Re: acpi_idle: Very idle Core i7 machine never enters C3

From: Jeff Garrett
Date: Fri Feb 05 2010 - 15:54:17 EST


On Fri, Feb 05, 2010 at 12:45:21PM -0500, Len Brown wrote:
> Jeff,
> What do you see if you apply just the patch below?
>
> Also, in addition to "powertop -d" to show what the kernel requests,
> please run turbostat to show what the hardware actually did:
>
> http://userweb.kernel.org/~lenb/acpi/utils/pmtools-latest/turbostat/turbostat.c
>
> eg.
> # turbostat -d -v sleep 5
>
> thanks,
> -Len Brown, Intel Open Source Technology Center

With the patch, powertop reports good C3 residency and wakeups
remain very low. Seems to work. :)

I attached the powertop & turbostat output with this patch.

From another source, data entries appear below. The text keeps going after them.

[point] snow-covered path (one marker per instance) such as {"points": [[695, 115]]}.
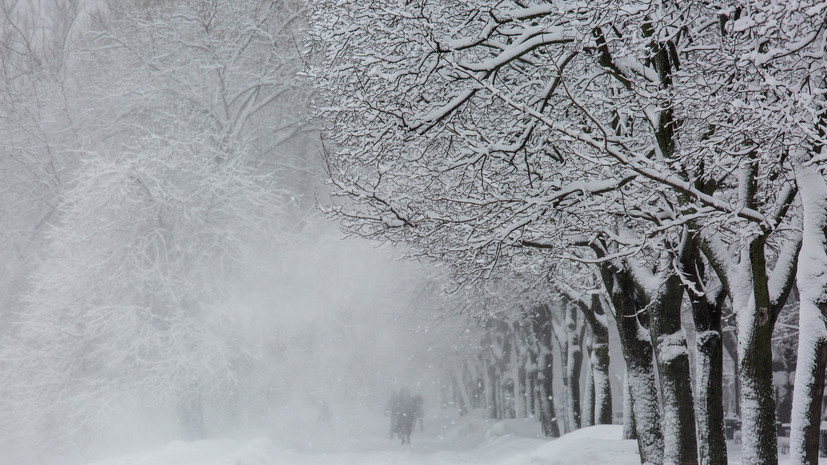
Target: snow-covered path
{"points": [[477, 443], [469, 442]]}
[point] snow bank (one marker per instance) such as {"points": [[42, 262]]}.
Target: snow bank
{"points": [[595, 445], [500, 443]]}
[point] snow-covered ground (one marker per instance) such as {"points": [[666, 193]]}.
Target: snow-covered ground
{"points": [[469, 440]]}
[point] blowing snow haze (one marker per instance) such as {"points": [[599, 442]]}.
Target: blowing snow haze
{"points": [[258, 232]]}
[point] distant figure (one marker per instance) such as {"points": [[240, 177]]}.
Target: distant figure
{"points": [[406, 416], [324, 413], [392, 411], [419, 404]]}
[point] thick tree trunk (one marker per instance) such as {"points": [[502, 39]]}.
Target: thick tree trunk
{"points": [[541, 326], [640, 372], [707, 297], [629, 428], [710, 405], [812, 336], [573, 367], [757, 395], [602, 386], [680, 441], [560, 335], [588, 388], [588, 399], [730, 342]]}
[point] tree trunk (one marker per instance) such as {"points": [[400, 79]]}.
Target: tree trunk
{"points": [[602, 385], [710, 406], [730, 342], [191, 413], [757, 395], [520, 404], [548, 419], [489, 385], [680, 441], [629, 428], [640, 373], [541, 325], [588, 394], [812, 336], [531, 383], [573, 367], [707, 297]]}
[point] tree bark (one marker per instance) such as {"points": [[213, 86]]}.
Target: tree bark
{"points": [[812, 336], [629, 428], [680, 440], [707, 298], [637, 351], [541, 322], [595, 316], [588, 393], [573, 367]]}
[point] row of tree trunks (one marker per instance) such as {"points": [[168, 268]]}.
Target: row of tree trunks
{"points": [[637, 352], [812, 336]]}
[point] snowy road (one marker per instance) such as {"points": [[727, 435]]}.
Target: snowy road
{"points": [[467, 442], [496, 445]]}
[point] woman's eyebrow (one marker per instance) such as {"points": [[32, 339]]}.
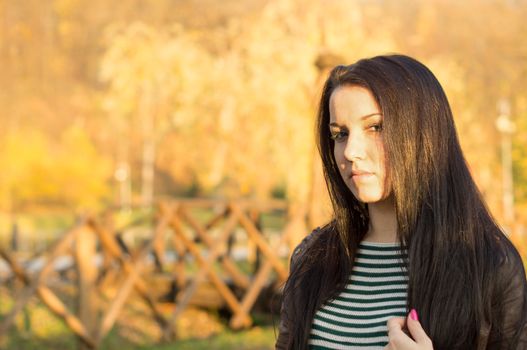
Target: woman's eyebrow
{"points": [[370, 115], [336, 125]]}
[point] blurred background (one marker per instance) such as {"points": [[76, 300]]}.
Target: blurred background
{"points": [[119, 105]]}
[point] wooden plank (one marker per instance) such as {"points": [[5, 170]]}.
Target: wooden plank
{"points": [[226, 293], [198, 278], [58, 248], [85, 251], [256, 236], [238, 277], [238, 319]]}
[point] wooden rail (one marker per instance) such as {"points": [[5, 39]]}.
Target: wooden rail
{"points": [[206, 245]]}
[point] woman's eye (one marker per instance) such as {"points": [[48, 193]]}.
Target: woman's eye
{"points": [[338, 136], [376, 127]]}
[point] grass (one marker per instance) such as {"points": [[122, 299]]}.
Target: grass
{"points": [[37, 328]]}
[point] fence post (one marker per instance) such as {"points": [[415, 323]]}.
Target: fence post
{"points": [[85, 250]]}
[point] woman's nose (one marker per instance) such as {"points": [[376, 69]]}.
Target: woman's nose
{"points": [[355, 148]]}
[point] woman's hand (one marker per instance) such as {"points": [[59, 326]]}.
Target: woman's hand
{"points": [[399, 340]]}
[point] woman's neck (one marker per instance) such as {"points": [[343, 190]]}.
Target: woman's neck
{"points": [[383, 222]]}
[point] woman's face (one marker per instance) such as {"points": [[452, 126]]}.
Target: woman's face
{"points": [[356, 128]]}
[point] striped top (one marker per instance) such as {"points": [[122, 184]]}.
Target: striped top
{"points": [[376, 291]]}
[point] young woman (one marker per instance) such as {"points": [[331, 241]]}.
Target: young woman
{"points": [[412, 258]]}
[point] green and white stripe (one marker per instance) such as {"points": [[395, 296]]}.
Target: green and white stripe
{"points": [[376, 291]]}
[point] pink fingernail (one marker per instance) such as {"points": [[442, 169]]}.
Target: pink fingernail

However, this confuses me. In a previous experiment in the
acpi_processor_setup_cpuidle() function, I replaced the pointer
to acpi_idle_enter_bm() with a pointer to
acpi_idle_enter_simple() even when bm_check is nonzero. With
that, I was able to get into C3, but the wakeups ballooned. But
the difference between what I did, and what you did, is the
difference between acpi_idle_enter_bm() with acpi_idle_bm_check()
returning zero and acpi_idle_enter_simple(). Those code paths
look almost identical. The bm path calls acpi_unlazy_tlb(), and
doesn't appear to call the ACPI_FLUSH_CPU_CACHE(), and they call
sched_clock_idle_sleep_event() in different places. I don't
understand why any of these differences would have had any
significant effect on wakeups.

I'm left wondering if it's a problem on my part. I should repeat
that previous experiment and see if there really is something
significantly different there.

BTW, getting a bit off topic, but since the two code paths are
almost identical, is there any reason not to unite them?
Something like the attached patch might work?

Thanks,
Jeff
PowerTOP 1.12 (C) 2007, 2008 Intel Corporation

Collecting data for 15 seconds


Cn Avg residency
C0 (cpu running) ( 2.7%)
polling 0.0ms ( 0.0%)
C1 mwait 0.0ms ( 0.0%)
C2 mwait 0.0ms ( 0.0%)
C3 mwait 151.8ms (97.3%)
P-states (frequencies)
Turbo Mode 0.0%
2.67 Ghz 0.0%
2.54 Ghz 0.0%
2.40 Ghz 0.0%
1.60 Ghz 100.0%
Wakeups-from-idle per second : 6.4 interval: 15.0s
no ACPI power usage estimate available
Top causes for wakeups:
38.4% ( 11.2) [extra timer interrupt]
29.7% ( 8.7) [kernel scheduler] Load balancing tick
11.2% ( 3.3) [kernel core] hrtimer_start (tick_sched_timer)
7.1% ( 2.1) [Rescheduling interrupts] <kernel IPI>
6.9% ( 2.0) [kernel core] add_timer_on (clocksource_watchdog)
1.8% ( 0.5) events/3
1.6% ( 0.5) [eth0] <interrupt>
0.7% ( 0.2) [kernel core] __mod_timer (dev_watchdog)
0.5% ( 0.1) [ata_piix, ata_piix] <interrupt>
0.2% ( 0.1) [kernel core] __mod_timer (tcp_delack_timer)
0.2% ( 0.1) sshd
0.2% ( 0.1) [kernel core] enqueue_task_rt (sched_rt_period_timer)
0.2% ( 0.1) expr
0.2% ( 0.1) [kernel core] __mod_timer (cfq_idle_slice_timer)
0.2% ( 0.1) [kernel core] queue_delayed_work (delayed_work_timer_fn)
0.2% ( 0.1) [kernel core] __mod_timer (peer_check_expire)
0.2% ( 0.1) [kernel core] __mod_timer (neigh_timer_handler)
0.2% ( 0.1) [kernel core] __mod_timer (sync_supers_timer_fn)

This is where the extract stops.